By Karen Anderson, Club Humorist
I once started keeping track of how many minutes a day I spend looking for lost items. I soon gave up, in part because it was discouraging and in part because I couldn’t find the notepad I was recording this on. It turned up, eventually, in the garden shed with a scribbled recipe for a no-fail tomato fertilizer – none of the ingredients for which I’d been able to find when I planted this year’s crop of tomatoes.
It’s easy to lose things and later find them. Anyone can do that! I have a special talent for finding things and immediately losing them again. It keeps things lively. Last year my friend Matt watched in amazement as I discovered a diamond ring in a box of costume jewelry and promptly lost it on my way to the jewelers to have it appraised. Oh, well. Small things – rings, pills, and, of course, one earring of any pair – are notoriously easy to lose.
How about a car? I’ve lost a car in a downtown Seattle parking garage. I’d turned off I-5, driven in circles looking for parking, finally stashed the car, and raced off to dinner with friends. Two hours later, I couldn’t remember which parking garage I’d left the car in. It turns out “somewhere near the Convention Center” is not a helpful clue. Neither is “made out of concrete” or “it had an elevator.” I took a cab home. (Fortunately, the next day was Sunday, when most parking garages are relatively empty. With the help of a friend, I spotted the car in the third garage we tried, and paid the ransom for overnight parking.)
The most upsetting thing I’ve lost is a cat. Mr. Tippy, on his way to our house from California, got lost in our Honda Fit. He was discovered inside the dashboard, wrapped around the steering column. We had to summon a mobile mechanic to dismantle the dashboard so the Scholarly Gentleman and two friends could wrestle the freaked-out feline back into his carrier. As it turned out, that was a mere prelude to life and loss with Mr. Tippy. After he arrived in Seattle, he exploded out of his carrier in our basement and vanished again. We removed the heating ducts, the bookcases, the furniture, and most of the drywall in the basement before giving him up as lost. After three weeks, we spotted him in the demolished ceiling from which he was eventually extracted. As of this writing, Mr. Tippy is not currently lost. But it could happen at any moment.

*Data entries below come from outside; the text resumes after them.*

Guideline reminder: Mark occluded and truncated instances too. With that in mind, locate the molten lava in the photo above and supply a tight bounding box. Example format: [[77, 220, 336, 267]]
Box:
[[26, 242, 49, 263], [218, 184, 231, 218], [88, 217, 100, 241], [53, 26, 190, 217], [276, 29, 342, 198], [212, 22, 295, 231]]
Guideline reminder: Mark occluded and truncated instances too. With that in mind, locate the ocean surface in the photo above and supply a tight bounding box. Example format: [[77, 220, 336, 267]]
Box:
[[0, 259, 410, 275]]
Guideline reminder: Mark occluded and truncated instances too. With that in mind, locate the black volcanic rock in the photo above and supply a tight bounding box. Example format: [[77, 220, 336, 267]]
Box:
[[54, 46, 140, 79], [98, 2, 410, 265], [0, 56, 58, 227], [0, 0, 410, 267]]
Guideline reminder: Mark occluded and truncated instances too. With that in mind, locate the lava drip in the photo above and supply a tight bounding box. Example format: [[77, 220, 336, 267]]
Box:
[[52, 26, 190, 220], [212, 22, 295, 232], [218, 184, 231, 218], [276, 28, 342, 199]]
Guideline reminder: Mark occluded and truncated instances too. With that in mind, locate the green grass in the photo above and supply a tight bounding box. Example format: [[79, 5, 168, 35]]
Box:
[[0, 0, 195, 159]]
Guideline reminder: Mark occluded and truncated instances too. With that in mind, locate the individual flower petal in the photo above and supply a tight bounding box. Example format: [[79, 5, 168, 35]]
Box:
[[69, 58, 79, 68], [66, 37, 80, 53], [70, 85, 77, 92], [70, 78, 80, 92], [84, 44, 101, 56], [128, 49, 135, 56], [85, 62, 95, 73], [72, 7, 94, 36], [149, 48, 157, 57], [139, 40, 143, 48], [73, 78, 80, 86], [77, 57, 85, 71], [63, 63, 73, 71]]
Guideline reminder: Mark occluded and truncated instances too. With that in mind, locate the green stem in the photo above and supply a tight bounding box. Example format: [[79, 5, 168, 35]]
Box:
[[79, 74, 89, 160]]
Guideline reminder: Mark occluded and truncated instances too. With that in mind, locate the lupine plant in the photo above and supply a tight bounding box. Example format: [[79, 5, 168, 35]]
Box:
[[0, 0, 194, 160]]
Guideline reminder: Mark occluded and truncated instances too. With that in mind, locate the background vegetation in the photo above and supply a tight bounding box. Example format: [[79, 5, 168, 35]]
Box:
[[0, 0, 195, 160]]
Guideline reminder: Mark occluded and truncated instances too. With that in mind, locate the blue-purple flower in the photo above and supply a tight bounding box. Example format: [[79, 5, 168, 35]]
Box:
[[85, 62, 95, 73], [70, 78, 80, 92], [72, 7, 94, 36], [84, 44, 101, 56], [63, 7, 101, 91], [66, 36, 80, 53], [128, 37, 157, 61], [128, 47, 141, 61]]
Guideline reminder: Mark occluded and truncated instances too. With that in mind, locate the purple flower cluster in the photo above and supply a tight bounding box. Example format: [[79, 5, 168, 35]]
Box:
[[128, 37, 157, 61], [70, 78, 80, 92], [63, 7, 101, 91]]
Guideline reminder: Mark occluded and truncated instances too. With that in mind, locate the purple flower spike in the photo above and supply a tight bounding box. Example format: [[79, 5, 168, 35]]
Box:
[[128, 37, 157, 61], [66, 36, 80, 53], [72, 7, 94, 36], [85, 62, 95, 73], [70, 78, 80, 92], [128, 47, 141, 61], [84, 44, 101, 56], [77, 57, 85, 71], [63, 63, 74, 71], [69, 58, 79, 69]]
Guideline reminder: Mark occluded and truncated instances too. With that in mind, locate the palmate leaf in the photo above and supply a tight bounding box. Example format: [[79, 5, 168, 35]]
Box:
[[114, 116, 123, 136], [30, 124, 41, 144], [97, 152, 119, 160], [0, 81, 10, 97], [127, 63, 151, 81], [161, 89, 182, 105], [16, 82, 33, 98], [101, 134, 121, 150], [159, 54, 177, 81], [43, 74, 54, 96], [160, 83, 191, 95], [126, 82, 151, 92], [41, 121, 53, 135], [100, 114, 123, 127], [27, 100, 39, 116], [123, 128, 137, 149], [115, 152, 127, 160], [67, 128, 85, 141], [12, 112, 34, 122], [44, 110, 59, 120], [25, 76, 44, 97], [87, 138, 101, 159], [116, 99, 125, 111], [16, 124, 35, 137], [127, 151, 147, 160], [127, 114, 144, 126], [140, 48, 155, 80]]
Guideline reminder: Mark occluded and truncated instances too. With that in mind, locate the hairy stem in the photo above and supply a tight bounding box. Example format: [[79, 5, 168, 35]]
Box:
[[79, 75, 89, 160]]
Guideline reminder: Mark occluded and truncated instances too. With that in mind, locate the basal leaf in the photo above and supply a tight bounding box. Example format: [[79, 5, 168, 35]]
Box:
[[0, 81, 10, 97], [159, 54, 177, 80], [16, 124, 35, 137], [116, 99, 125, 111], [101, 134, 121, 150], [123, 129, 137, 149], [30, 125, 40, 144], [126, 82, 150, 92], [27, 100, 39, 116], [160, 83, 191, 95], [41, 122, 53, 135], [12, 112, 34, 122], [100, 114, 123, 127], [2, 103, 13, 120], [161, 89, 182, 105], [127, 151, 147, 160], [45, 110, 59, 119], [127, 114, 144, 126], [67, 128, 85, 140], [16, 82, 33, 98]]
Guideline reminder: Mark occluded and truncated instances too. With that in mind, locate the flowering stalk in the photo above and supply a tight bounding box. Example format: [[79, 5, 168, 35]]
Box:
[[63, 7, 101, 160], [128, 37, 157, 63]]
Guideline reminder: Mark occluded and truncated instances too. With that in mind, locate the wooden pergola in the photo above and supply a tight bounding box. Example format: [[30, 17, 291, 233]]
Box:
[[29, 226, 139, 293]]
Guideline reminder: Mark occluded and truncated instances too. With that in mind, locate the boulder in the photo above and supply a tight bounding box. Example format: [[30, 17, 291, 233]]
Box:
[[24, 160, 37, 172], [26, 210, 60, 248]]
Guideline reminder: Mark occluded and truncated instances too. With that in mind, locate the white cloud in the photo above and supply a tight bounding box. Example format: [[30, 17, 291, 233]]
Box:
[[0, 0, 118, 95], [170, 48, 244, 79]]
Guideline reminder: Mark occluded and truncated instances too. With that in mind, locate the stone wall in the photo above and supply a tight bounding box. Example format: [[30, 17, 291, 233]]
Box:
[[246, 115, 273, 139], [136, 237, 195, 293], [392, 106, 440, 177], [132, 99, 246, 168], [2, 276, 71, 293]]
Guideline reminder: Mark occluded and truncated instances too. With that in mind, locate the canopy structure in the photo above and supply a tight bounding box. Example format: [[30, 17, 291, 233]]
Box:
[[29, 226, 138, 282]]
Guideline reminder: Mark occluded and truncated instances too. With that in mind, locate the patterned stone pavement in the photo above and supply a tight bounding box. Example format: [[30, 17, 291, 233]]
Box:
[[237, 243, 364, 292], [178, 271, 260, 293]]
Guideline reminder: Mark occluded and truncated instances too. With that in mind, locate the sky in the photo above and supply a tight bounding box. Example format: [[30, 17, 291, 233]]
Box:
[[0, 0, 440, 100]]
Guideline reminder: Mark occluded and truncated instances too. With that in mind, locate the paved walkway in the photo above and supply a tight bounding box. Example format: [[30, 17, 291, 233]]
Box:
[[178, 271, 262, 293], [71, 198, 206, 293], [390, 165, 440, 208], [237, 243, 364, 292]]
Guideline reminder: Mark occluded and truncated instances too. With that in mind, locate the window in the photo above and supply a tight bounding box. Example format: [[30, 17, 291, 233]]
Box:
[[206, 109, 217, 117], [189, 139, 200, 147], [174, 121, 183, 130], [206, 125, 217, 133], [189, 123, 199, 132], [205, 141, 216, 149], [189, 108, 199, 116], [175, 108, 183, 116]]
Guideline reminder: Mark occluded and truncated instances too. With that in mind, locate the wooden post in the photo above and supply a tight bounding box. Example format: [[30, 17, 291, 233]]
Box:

Then there’s clothing. Every house has a Bermuda Triangle of sorts where clothes go to become lost. This may be the dryer or the laundry room. At our house, it’s the tiny hall closet outside the Scholarly Gentleman’s office.
I’m convinced there is a portal to another dimension in there, and someone from that other dimension is wearing my Eddie Bauer storm coat. If you see them, tell them they left the quilted lining in the closet. Well, at least it was there last time I checked.